Ceci est le pays du dégât cérébral, ceci est la carte du dégât cérébral, voici les fleuves du dégât cérébral et voyez-vous ces endroits illuminés sont les aéroports du dégât cérébral où les pilotes malades viennent faire atterrir leurs grands navires endommagés.
Et il y a dégât cérébral en Arizona, et dégât cérébral dans le Maine et des petites villes de l'Idaho y sont en proie et mon ciel bleu en est noir, le dégât cérébral recouvre tout comme un bail impossible à rompre...
Glissant sur la surface tendre du dégât cérébral, ne sombrant jamais parce que nous ne comprenons pas le danger..." (5)C'est l'histoire d'une petite fille qui, comme toutes les petites filles dans sa situation, voulait par-dessus tout que papa et maman se retrouvent, pour elle ce serait comme un beau camion de pompiers d'un rouge vif. Son père lui fit un cadeau, un cadeau déceptif, un camion de pompiers, vert. Papa et maman ne se retrouveraient pas et c'est tout ce qu'elle aurait : un père écrivain, légèrement atypique. On ne sait pas ce que pensa la petite fille dans la vraie vie. Dans l'histoire écrite par le père, Mathilda finit par dire : green is a beautiful color, too.
(à suivre)
(1) The slightly irregular fire engine, or the hithering-thithering djinn, Farrar, Straus and Giroux 1971. En ce qui concerne l'histoire du couple Barthelme dans ces années-là, cf.

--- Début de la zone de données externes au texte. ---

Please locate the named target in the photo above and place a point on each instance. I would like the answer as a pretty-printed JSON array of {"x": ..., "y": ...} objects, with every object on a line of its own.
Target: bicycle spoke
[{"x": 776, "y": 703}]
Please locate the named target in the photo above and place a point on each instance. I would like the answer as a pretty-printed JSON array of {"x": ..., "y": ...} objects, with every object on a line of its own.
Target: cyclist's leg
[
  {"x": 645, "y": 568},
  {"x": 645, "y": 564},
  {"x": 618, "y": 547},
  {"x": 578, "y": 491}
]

Tracy Daugherty, Hiding man, a biography of Donald Barthelme, St Martin's Press 2009, spécialement pp. 341 à 361.
(2) Tracy Daugherty, Hiding man, a biography of Donald Barthelme, p. 350.
(3) Sauf pour la première, At the Tolstoï museum, publiée en 1969 dans le New-Yorker et reprise dans City life. La plupart des histoires illustrées ont été republiées dans The teachings of Don B., 1992
(4) City life, in Voltiges, éd. Denoël, 1990, trad. Isabelle Chedal et Maryelle Desvignes.
(5) Dégât cérébral, in La ville est triste, éd. Gallimard, 1978, trad. Christiane Verzy.